Genus of harvestmen/daddy longlegs

Siro is a genus of mite harvestmen in the family Sironidae with 7 described species (6 extant, 1 extinct). All are found in Europe.

==Description==
The genus Siro was described by Latreille, 1795 with the type species Siro rubens Latreille, 1802 only later designated (by subsequent monotypy).

==Species==
These 7 species (including one extinct species) belong to the genus Siro: (after Giribet & Shear, 2010)

- Siro carpaticus Rafalski, 1956 – Poland, Slovakia
- Siro crassus Novak & Giribet, 2006 – Slovenia
- Siro franzi Karaman & Raspotnig, 2022 – Austria
- Siro ozimeci Karaman, 2022 – Croatia
- Siro rubens Latreille, 1804 – France
- Siro valleorum Chemini, 1990 – Italy
- [Also see † Siro platypedibus Dunlop & Giribet, 2003 (fossil, Bitterfield amber from Bitterfeld, Germany)]
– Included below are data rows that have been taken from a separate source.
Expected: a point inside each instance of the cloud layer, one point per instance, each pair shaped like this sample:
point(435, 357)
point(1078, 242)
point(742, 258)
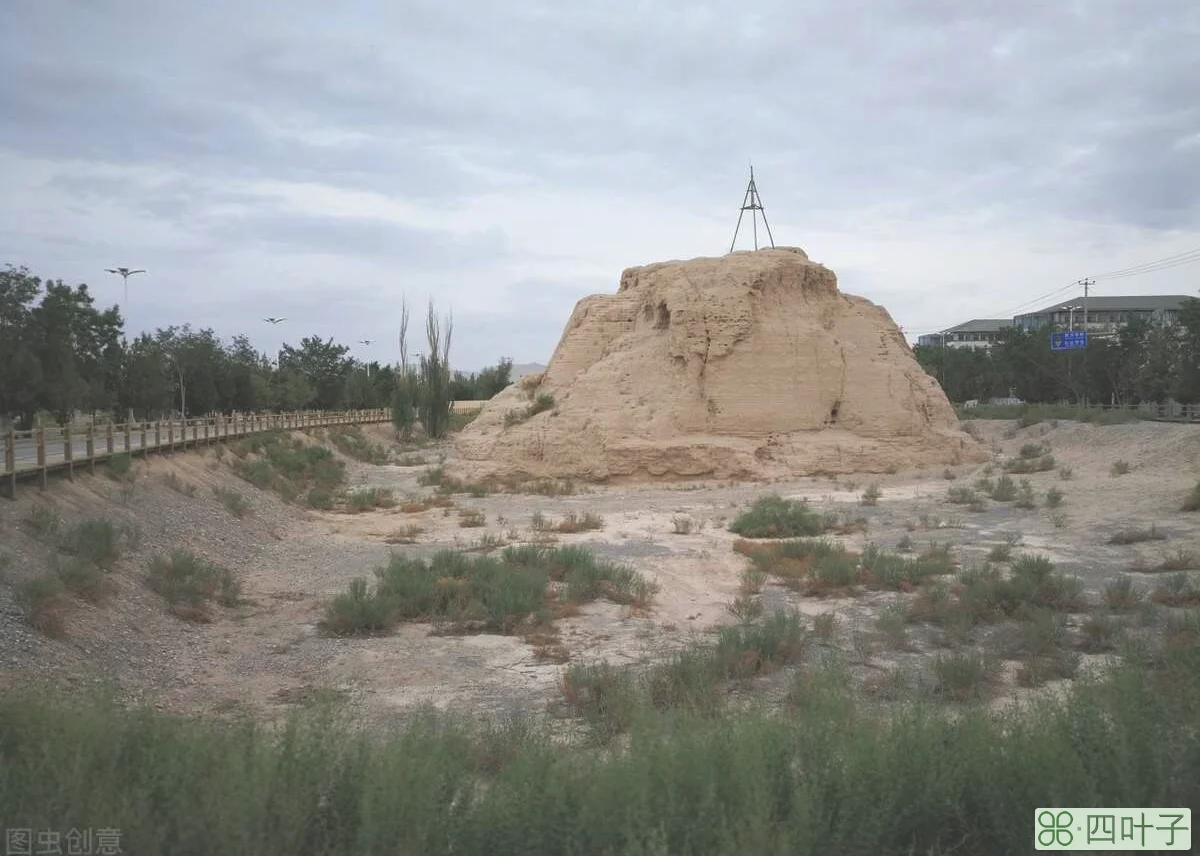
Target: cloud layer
point(948, 160)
Many species once placed in Siro have since transferred to other genera, including:

To Arhesiro:
- Siro clousi Giribet & Shear, 2010
- Siro sonoma Shear, 1980
To Holosiro:
- Siro acaroides (Ewing, 1923)
- Siro calaveras Giribet & Shear, 2010
- Siro shasta Giribet & Shear, 2010
To Neosiro:
- Siro boyerae Giribet & Shear, 2010
- Siro exilis Hoffman, 1963
- Siro kamiakensis (Newell, 1943)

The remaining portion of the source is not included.